I have done this only until they reach sexual maturity (for my Cals/NZW) or until they start beating the stuffing out of each other. Rexes, OMG...they seem to be much more agressive at earlier ages! I have had 6wk olds humping each other and 12wk old bucks half killing each other!

ottersatin":3kpkd254 said:
I also would not house two grown Does together in the same cage.
The problem with Does humping each other continually is: It leads to "False Pregnancy".
Should you have plans to breed that Doe you will have to wait until
she runs through that false cycle.

This is the primary reason why constant humping is not good...also, it IS a dominance behavior, not just them expressing their sexuality.
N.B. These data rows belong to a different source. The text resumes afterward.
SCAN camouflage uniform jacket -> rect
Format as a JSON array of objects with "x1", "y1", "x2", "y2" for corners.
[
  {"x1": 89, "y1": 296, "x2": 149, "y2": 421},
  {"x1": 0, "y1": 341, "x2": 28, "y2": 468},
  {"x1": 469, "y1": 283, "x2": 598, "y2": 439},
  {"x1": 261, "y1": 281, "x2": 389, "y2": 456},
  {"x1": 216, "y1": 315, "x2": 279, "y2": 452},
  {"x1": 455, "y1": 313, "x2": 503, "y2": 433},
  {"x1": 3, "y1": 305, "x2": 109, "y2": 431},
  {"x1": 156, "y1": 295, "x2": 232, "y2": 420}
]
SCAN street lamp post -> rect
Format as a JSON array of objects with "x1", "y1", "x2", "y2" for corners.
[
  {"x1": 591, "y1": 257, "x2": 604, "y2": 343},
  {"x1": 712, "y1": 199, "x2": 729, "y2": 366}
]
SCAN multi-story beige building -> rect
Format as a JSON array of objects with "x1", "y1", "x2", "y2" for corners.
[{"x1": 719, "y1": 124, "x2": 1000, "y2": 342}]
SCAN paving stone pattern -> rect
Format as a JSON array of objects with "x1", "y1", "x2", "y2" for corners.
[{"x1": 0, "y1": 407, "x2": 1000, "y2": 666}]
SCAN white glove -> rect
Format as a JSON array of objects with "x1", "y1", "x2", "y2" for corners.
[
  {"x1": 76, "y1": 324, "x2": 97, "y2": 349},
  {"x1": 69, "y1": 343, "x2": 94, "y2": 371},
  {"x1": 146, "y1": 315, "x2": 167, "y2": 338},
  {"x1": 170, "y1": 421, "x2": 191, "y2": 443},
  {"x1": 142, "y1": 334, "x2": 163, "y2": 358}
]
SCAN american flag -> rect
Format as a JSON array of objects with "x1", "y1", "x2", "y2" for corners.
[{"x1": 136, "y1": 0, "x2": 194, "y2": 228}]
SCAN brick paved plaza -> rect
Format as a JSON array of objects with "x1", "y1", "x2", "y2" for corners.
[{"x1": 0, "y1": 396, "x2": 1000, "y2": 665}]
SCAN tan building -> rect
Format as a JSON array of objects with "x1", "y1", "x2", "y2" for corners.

ottersatin":3kpkd254 said:
I go by the One Rabbit per cage rule. I like to know who my Does are breed to and when, I also like to be the one that makes that decision. I guess I'm funny that way.
Ottersatin. :eek:ldtimer:

That is what you have to do if you want correct pedigrees, Otter. Nothing funny about that! Even if you only had one buck in a colony, does will sometimes kindle in a common nest :shock: How would you know who's kit was whose?
 
Don't you have to bring the doe to the buck? So then, you can control who breeds when, and you would know whose kits were whose. But that's only if you have the buck separate from the does.
 
WildWolf":1ox5lpgu said:
Don't you have to bring the doe to the buck? So then, you can control who breeds when, and you would know whose kits were whose. But that's only if you have the buck separate from the does.

Yes, that is what I said about the buck, but if all the does live in one colony and some of them kindle in a communal nest, or once they leave the nest, how do you know who the dam is? :shock:
 
OneAcreFarm":wo66qwj6 said:
I have done this only until they reach sexual maturity (for my Cals/NZW) or until they start beating the stuffing out of each other. Rexes, OMG...they seem to be much more agressive at earlier ages! I have had 6wk olds humping each other and 12wk old bucks half killing each other!

I have never seen anything like it. All but one set of kits were humping at 6 weeks. And they were serious! This was not just some testing the water thing. They have to be separate as soon as I can. I almost never grow out bucks for that reason alone, not near enough space.